“Sir” Tony held the keys to No 10 between 1997 and 2007, and has on his hands the blood of hundreds of British troops who pointlessly lost their lives in Iraq, as well as the blood of millions of innocent civilian victims in Iraq, Libya and Afghanistan. He will be appointed a Knight Companion of what used to be the Most Noble Order of the Garter, Britain's oldest and most senior Order of Chivalry.
The former prime minister was made a Knight Companion of the Most Noble Order of the Garter, an appointment personally made by the Queen, in the New Year’s Honours list.
The designation, which now means the 68-year-old is formally known as ‘Sir Tony’, is the most senior order of knighthood in the British honours system.
Over 500,000 people have signed a petition calling for the honour to be revoked, saying the former Labour PM caused “irreparable damage to both the constitution of the United Kingdom and to the very fabric of the nation’s society”.
The petition claims: “Tony Blair is the least deserving person of any public honour, particularly anything awarded by Her Majesty the Queen.”

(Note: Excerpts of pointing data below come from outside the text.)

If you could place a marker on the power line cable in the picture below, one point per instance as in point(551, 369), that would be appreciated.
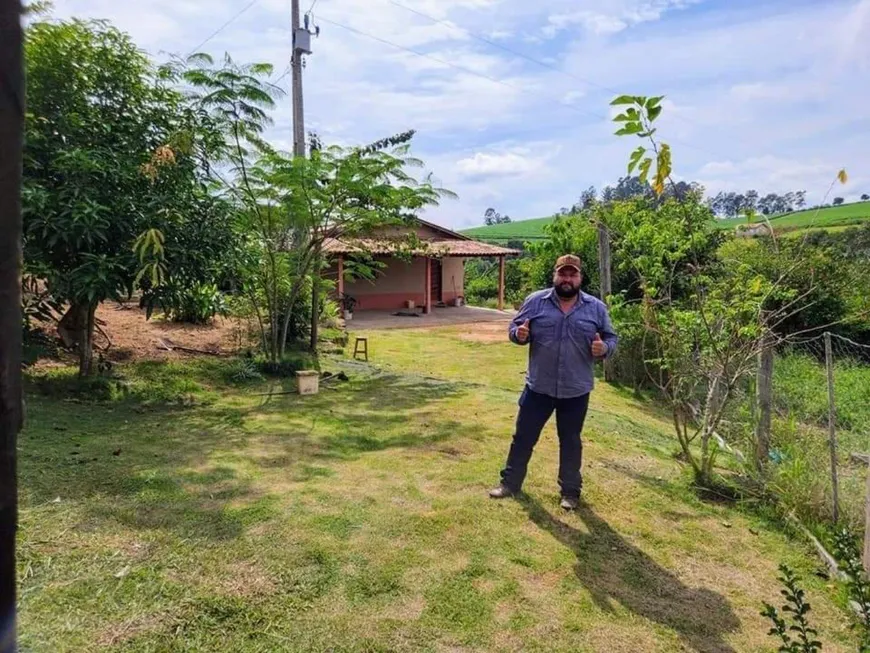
point(597, 117)
point(538, 62)
point(224, 26)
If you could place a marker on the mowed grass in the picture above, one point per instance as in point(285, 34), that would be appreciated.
point(357, 520)
point(834, 217)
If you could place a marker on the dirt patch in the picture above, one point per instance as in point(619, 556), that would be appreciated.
point(131, 628)
point(124, 329)
point(486, 332)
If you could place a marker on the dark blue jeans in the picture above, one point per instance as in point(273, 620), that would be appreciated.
point(535, 411)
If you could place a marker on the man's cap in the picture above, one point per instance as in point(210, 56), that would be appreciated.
point(568, 261)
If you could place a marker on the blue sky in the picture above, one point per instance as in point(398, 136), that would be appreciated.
point(765, 95)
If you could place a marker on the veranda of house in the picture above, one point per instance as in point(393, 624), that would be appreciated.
point(432, 275)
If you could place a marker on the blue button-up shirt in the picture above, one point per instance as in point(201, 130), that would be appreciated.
point(561, 364)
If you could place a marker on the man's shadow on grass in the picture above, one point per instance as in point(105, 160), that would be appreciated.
point(612, 569)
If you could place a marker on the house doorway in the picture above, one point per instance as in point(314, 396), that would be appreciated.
point(435, 282)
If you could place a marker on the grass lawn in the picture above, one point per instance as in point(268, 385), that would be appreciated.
point(239, 519)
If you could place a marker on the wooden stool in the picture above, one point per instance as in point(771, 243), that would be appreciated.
point(364, 350)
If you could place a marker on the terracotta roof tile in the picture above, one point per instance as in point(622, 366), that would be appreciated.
point(431, 248)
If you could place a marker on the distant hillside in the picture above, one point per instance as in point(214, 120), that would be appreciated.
point(829, 217)
point(524, 230)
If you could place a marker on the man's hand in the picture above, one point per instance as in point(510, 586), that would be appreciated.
point(523, 333)
point(599, 347)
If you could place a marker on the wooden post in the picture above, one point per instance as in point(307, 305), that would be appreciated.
point(501, 283)
point(867, 524)
point(604, 261)
point(606, 288)
point(317, 270)
point(427, 304)
point(832, 430)
point(763, 394)
point(11, 410)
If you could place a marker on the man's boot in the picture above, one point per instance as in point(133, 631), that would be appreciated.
point(501, 492)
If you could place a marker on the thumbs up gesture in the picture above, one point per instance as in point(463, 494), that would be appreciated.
point(599, 347)
point(523, 332)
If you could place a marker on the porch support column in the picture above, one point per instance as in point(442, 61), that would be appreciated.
point(501, 283)
point(427, 292)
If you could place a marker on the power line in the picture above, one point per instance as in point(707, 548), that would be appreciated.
point(597, 117)
point(225, 25)
point(449, 64)
point(538, 62)
point(495, 44)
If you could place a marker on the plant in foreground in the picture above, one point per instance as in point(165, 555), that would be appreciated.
point(796, 608)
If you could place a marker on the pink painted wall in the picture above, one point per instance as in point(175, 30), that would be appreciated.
point(400, 281)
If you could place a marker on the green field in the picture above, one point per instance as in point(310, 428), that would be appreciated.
point(243, 517)
point(830, 217)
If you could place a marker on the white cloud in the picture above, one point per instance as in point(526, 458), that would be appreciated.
point(505, 164)
point(770, 97)
point(612, 17)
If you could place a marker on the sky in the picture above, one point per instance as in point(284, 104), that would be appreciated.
point(510, 98)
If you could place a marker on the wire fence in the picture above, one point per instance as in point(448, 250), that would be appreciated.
point(820, 431)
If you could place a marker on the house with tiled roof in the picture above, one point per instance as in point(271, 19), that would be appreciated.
point(428, 272)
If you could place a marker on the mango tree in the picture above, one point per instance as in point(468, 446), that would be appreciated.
point(112, 152)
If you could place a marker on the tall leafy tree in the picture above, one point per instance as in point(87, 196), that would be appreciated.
point(98, 127)
point(289, 207)
point(11, 413)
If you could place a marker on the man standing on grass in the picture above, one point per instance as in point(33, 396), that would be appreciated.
point(567, 331)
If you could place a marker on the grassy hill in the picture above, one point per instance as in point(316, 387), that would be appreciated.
point(829, 217)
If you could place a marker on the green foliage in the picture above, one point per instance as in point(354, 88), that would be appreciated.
point(638, 121)
point(95, 117)
point(290, 363)
point(197, 304)
point(847, 550)
point(115, 187)
point(244, 370)
point(797, 636)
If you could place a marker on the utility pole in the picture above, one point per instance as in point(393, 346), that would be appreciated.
point(301, 47)
point(11, 408)
point(301, 44)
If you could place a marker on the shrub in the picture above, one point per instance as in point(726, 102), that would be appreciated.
point(291, 363)
point(197, 304)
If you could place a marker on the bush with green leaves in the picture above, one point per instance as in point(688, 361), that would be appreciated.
point(792, 627)
point(112, 151)
point(196, 304)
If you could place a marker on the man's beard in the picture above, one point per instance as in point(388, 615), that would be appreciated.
point(567, 291)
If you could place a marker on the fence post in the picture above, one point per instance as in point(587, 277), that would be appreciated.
point(605, 280)
point(832, 431)
point(867, 524)
point(764, 401)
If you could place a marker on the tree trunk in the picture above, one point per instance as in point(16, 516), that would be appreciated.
point(86, 342)
point(11, 401)
point(315, 302)
point(764, 404)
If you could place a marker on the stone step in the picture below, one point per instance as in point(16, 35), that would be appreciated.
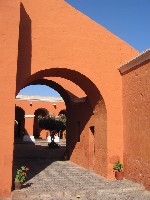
point(113, 195)
point(50, 179)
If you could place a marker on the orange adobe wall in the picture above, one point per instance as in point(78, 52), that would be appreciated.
point(136, 118)
point(49, 42)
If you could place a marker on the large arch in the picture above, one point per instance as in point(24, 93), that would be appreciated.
point(82, 113)
point(72, 47)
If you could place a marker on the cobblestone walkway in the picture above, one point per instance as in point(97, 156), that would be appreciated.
point(52, 178)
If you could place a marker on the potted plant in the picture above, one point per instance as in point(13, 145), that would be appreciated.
point(118, 168)
point(20, 176)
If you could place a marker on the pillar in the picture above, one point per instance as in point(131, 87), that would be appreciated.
point(9, 32)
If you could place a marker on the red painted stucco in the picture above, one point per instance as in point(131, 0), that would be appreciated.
point(51, 43)
point(136, 114)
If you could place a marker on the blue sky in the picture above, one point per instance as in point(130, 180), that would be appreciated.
point(128, 19)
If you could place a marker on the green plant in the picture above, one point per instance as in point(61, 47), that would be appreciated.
point(118, 167)
point(21, 174)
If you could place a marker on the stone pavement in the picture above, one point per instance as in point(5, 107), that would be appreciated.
point(52, 178)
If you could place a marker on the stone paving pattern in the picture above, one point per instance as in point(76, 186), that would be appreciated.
point(52, 178)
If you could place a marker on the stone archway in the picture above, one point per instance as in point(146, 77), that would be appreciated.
point(73, 42)
point(82, 113)
point(36, 130)
point(19, 122)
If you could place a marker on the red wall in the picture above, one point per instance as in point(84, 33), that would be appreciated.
point(55, 40)
point(136, 114)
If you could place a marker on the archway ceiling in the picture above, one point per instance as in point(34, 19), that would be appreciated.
point(69, 86)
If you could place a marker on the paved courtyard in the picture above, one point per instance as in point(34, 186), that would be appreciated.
point(50, 177)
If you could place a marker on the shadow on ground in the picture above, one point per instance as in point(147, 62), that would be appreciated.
point(35, 157)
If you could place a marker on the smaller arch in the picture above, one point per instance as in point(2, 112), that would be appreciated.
point(19, 122)
point(38, 112)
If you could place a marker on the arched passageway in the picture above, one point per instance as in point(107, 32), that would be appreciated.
point(82, 52)
point(19, 122)
point(36, 129)
point(83, 112)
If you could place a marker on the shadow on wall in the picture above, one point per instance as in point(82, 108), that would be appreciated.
point(35, 157)
point(24, 47)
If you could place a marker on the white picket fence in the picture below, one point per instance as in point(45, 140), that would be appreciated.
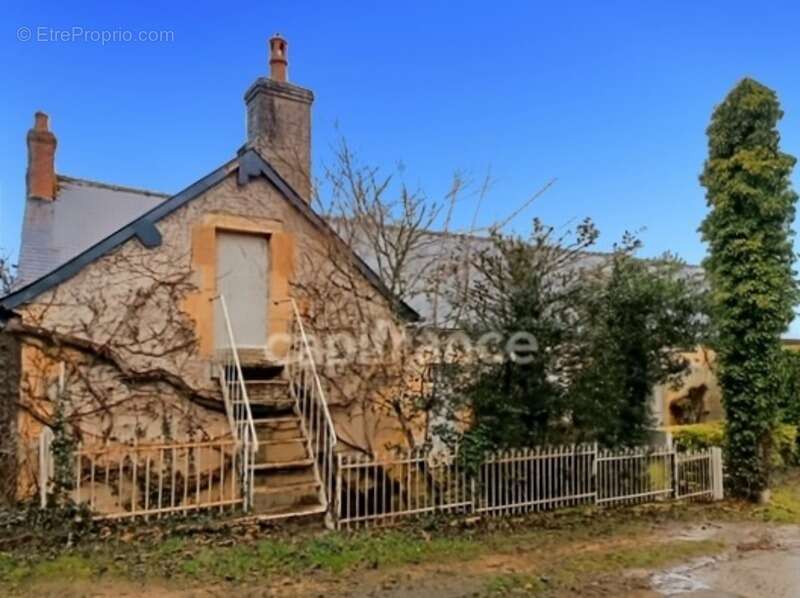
point(149, 480)
point(381, 491)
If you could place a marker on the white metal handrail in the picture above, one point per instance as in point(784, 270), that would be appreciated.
point(237, 405)
point(312, 404)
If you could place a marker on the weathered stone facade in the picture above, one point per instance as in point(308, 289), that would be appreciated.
point(10, 353)
point(134, 329)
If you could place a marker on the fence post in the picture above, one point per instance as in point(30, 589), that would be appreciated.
point(337, 498)
point(595, 481)
point(718, 488)
point(676, 491)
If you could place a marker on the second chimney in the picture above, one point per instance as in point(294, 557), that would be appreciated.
point(41, 175)
point(279, 120)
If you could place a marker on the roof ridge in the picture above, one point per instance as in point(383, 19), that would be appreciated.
point(81, 181)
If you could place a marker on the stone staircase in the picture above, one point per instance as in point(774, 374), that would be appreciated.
point(285, 473)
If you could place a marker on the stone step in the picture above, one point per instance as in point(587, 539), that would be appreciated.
point(283, 465)
point(278, 428)
point(277, 477)
point(302, 511)
point(286, 497)
point(281, 451)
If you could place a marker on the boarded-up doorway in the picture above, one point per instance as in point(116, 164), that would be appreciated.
point(242, 277)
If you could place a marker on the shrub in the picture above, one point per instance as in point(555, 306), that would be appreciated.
point(702, 436)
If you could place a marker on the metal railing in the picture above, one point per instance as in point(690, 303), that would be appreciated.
point(151, 480)
point(312, 406)
point(379, 491)
point(237, 406)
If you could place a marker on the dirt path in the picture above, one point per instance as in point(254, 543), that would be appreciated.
point(651, 560)
point(765, 562)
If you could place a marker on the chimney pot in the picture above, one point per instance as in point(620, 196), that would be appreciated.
point(41, 175)
point(278, 58)
point(279, 121)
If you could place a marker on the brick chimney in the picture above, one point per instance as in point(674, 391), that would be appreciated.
point(279, 120)
point(41, 176)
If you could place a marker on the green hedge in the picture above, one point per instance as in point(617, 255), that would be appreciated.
point(701, 436)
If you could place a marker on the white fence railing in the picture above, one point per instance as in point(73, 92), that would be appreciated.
point(380, 491)
point(150, 480)
point(312, 406)
point(237, 406)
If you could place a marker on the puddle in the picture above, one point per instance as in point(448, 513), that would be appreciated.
point(681, 580)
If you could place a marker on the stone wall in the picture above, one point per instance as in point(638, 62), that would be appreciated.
point(9, 395)
point(133, 330)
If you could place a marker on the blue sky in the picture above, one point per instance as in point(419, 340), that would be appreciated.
point(611, 98)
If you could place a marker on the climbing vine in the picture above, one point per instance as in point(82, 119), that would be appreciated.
point(749, 267)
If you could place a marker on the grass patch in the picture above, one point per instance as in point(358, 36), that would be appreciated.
point(559, 546)
point(784, 507)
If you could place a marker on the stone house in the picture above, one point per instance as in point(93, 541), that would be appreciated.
point(148, 318)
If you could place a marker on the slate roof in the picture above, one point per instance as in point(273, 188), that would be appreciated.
point(248, 164)
point(84, 212)
point(432, 248)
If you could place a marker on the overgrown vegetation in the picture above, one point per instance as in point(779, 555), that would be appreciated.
point(785, 453)
point(599, 333)
point(749, 268)
point(195, 554)
point(564, 550)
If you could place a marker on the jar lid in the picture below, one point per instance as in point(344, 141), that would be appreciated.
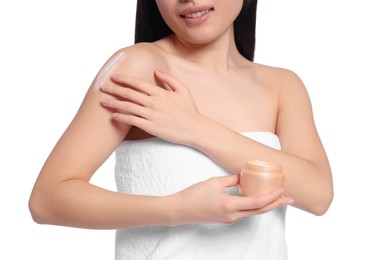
point(263, 166)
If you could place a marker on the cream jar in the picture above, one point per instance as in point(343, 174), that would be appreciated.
point(259, 177)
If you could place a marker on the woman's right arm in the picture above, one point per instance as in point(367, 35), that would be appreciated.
point(63, 195)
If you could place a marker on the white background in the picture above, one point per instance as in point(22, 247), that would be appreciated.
point(51, 51)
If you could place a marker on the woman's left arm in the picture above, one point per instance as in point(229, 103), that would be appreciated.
point(169, 113)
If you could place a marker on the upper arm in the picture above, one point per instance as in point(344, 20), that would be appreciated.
point(295, 124)
point(88, 141)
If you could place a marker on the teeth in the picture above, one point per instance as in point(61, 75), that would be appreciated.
point(197, 14)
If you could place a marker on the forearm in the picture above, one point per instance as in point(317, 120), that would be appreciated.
point(77, 203)
point(307, 182)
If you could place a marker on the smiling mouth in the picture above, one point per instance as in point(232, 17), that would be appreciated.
point(197, 14)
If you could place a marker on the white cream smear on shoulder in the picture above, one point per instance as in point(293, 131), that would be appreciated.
point(108, 69)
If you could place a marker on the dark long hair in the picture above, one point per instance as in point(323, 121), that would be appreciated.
point(150, 26)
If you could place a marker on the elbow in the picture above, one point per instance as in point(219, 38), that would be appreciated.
point(37, 209)
point(322, 205)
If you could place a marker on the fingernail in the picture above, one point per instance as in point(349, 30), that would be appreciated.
point(105, 101)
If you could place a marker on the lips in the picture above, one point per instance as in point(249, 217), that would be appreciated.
point(196, 12)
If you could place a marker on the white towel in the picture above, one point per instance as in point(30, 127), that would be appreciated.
point(156, 167)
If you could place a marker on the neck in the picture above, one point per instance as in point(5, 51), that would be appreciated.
point(220, 55)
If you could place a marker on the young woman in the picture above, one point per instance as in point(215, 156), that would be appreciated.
point(184, 109)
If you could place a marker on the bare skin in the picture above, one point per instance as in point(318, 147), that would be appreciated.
point(214, 94)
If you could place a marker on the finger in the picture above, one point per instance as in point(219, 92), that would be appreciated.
point(125, 107)
point(257, 202)
point(126, 93)
point(281, 202)
point(173, 83)
point(136, 83)
point(132, 120)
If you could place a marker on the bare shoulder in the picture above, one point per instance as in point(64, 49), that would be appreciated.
point(280, 78)
point(139, 59)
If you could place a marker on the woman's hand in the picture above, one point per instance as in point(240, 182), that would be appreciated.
point(167, 111)
point(207, 202)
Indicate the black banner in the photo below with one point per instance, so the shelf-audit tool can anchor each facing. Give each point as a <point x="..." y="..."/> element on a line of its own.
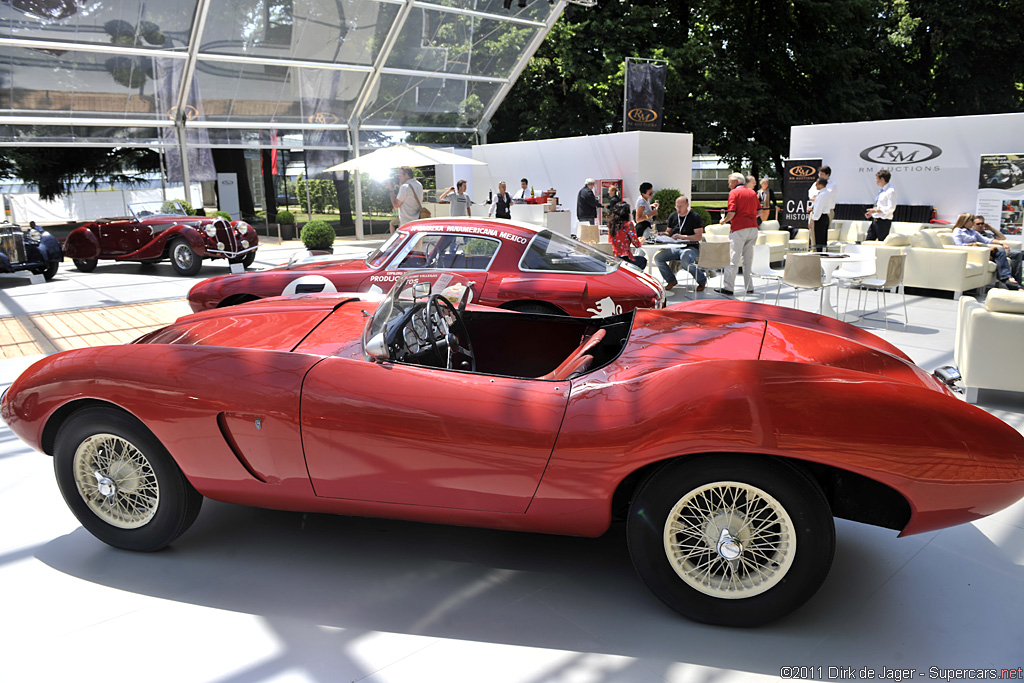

Sir Tony, who left power in 2007, was one of three new appointments to the order announced by the palace alongside Baroness Valerie Amos and the Duchess of Cornwall.
But others have congratulated Sir Tony on the designation.
Among them were Labour’s Shadow Secretary of State for Health, Wes Streeting, who said: “Congratulations to Sir Tony Blair, but I know he’ll be even more proud that @ValerieAmos, a personal hero of mine and so many others, has become - yet again - a trailblazer”.
The Speaker of the House of Commons, Sir Lindsay Hoyle, has also said that former prime ministers should be given knighthoods.
There are now 21 non-royal ‘companions’ in the order, with a maximum of 24 allowed.
Appointments are for life, and only 40 people have been deemed no longer worthy of the honour and removed from the order in its nearly 700 year history.